Yapılan inceleme sonucunda; dosyadaki belgelere, kararın dayandığı delillere, duruşma sürecini yansıtan tutanaklara ve gerekçe içeriğine göre, mahkemece taraflar arasındaki uyuşmazlığın somut olayın özelliklerine uygun olarak belirlendiği, yargılamanın HMK’da belirtilen usullere uygun olarak yürütüldüğü, taraflarca gösterilen hükme etki edecek delillerin usulüne uygun olarak toplandığı, delillerin takdirinde ve yasa kurallarının olaya uygulanmasında bir isabetsizlik görülmediği, dosyaya gelen ticaret odası yazı cevabına göre, feshi istenen davalı şirketin 01/09/2016 tarihli ortaklar kurulu kararı gereğince tasfiye sürecine girdiği, tasfiyesine karar verilen bir şirkete karşı fesih davası açılmasında hukuki yarar bulunmadığı (Yargıtay 11. HD 21/10/2015 2015/3992 E. 2015/10828 K.), kararda kamu düzenine aykırı başkaca herhangi bir husus bulunmadığı, kararın usul ve esas yönünden hukuka uygun olduğu anlaşıldığından davacı vekilinin istinaf başvurusunun esastan reddine karar vermek gerekmiştir.

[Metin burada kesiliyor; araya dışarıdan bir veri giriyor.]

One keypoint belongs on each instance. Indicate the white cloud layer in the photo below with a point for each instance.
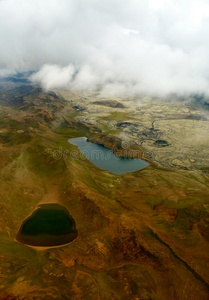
(136, 46)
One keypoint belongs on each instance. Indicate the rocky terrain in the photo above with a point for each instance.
(173, 133)
(141, 235)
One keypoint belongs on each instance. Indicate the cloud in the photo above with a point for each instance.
(154, 47)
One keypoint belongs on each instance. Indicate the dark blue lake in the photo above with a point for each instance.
(105, 159)
(49, 225)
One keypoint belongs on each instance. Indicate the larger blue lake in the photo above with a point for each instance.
(105, 158)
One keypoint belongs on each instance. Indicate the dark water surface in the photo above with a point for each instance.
(49, 225)
(105, 158)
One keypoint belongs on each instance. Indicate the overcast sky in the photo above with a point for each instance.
(136, 46)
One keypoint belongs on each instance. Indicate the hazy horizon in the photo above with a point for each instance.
(151, 47)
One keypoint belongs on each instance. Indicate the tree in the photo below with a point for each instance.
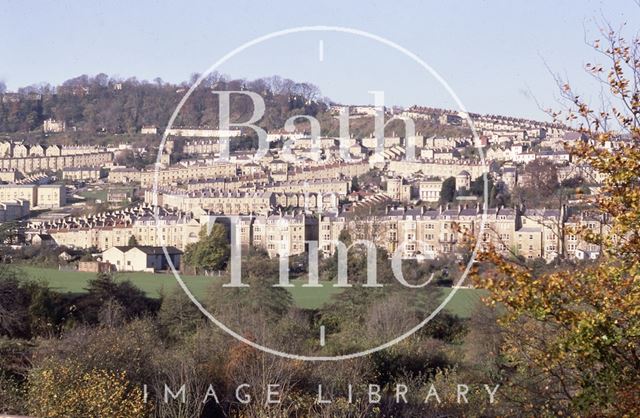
(212, 250)
(104, 289)
(572, 336)
(66, 389)
(448, 191)
(542, 182)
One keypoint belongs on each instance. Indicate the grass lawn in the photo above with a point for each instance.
(462, 304)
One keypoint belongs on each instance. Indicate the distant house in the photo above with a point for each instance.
(95, 266)
(40, 240)
(141, 258)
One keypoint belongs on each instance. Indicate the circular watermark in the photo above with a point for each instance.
(359, 33)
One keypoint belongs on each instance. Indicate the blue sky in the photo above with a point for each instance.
(492, 53)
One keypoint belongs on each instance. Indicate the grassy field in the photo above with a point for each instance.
(462, 304)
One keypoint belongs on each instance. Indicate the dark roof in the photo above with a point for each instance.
(148, 249)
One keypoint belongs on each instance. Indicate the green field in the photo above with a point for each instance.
(462, 304)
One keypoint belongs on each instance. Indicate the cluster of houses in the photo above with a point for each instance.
(302, 191)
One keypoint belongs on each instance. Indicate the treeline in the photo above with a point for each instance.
(60, 354)
(112, 105)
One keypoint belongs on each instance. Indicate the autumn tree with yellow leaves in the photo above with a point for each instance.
(67, 389)
(571, 336)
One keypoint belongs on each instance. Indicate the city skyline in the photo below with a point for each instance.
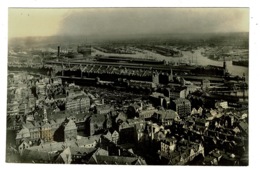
(24, 22)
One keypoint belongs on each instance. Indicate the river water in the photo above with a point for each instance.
(196, 58)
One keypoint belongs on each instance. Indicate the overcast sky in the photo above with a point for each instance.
(117, 21)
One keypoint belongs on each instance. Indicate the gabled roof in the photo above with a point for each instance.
(65, 156)
(24, 132)
(70, 125)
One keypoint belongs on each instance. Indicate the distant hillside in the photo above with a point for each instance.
(227, 38)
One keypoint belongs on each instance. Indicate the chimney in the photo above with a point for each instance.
(58, 55)
(119, 152)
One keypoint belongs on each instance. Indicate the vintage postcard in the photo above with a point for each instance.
(128, 86)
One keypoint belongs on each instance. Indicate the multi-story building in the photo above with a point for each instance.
(181, 106)
(46, 132)
(70, 130)
(168, 145)
(97, 123)
(77, 104)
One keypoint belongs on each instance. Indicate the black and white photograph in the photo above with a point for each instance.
(128, 86)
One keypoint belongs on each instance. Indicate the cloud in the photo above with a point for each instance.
(116, 21)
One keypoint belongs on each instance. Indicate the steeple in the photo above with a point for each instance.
(45, 119)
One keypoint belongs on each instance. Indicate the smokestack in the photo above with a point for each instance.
(58, 55)
(119, 152)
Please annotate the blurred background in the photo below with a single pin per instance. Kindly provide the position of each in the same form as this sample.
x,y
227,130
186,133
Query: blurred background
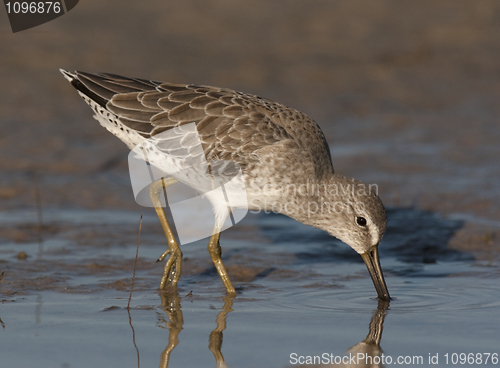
x,y
406,92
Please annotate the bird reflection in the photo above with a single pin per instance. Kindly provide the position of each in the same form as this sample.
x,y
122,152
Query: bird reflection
x,y
171,304
369,348
367,353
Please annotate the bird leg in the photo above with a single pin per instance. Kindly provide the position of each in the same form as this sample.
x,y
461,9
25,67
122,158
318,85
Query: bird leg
x,y
215,253
172,270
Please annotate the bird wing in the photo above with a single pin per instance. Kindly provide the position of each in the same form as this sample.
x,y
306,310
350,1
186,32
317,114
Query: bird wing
x,y
232,125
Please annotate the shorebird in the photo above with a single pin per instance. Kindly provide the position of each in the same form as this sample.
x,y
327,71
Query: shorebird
x,y
275,146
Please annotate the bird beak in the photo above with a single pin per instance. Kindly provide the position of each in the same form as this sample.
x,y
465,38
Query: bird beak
x,y
372,262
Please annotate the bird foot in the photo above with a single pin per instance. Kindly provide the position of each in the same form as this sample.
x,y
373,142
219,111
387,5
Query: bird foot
x,y
172,270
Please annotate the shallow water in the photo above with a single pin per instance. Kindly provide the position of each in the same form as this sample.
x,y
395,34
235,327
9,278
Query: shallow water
x,y
299,292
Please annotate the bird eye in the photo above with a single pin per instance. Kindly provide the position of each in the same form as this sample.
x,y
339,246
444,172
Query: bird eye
x,y
361,221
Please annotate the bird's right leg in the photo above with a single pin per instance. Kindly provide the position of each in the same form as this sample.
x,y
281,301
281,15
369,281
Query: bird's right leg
x,y
172,270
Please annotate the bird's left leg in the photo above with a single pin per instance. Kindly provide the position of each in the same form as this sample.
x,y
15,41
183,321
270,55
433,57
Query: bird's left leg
x,y
215,253
172,270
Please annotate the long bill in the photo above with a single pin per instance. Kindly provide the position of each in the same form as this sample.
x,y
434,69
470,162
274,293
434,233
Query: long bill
x,y
372,262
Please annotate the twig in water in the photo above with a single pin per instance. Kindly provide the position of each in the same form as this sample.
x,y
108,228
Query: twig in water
x,y
130,296
38,202
135,264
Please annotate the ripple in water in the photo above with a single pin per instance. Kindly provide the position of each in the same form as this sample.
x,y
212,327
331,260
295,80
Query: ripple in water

HÜKÜM / Yukarıda açıklanan nedenlerle;
1-Davacı vekilinin istinaf başvurusunun HMK’nın 353/1-b-1 maddesi uyarınca ESASTAN REDDİNE,
2-Alınması gerekli 80,70 TL istinaf karar harcından peşin alınan 59,30 TL harcın mahsubu ile bakiye 21,40 TL harcın davacıdan tahsili ile hazineye irad kaydına,
3-Davacı tarafından yapılan istinaf yargılama giderlerinin kendi üzerinde bırakılmasına,
4-HMK’nın 333. maddesi uyarınca artan gider avansının ilgili tarafa iadesine,
5-HMK’nın 359/4. maddesine göre kararın taraflara dairemizce tebliğine,

Dair, dosya üzerinden yapılan tetkikat neticesinde HMK’nın 361/1. maddesi gereğince kararın tebliği tarihinden itibaren iki hafta içerisinde kararı veren Bölge Adliye Mahkemesi ya da buraya gönderilmek üzere temyiz edenin bulunduğu yer Bölge Adliye Mahkemesi Hukuk Dairesi veya İlk Derece Mahkemesine verilecek dilekçe ile Yargıtay temyiz yasa yolu açık olmak üzere oy birliği ile karar verilmiştir. 07/12/2022


Başkan


Üye


Üye


Katip

NOT: BU BELGE ELEKTRONİK İMZA İLE İMZALANMIŞ OLUP AYRICA ISLAK İMZA UYGULANMAYACAKTIR. “5070 Sayılı Yasanın 5. ve 22. maddeleri gereğince elektronik imza ile oluşturulan belgeler elle atılan ıslak imza ile aynı hukuki sonucu doğurur.”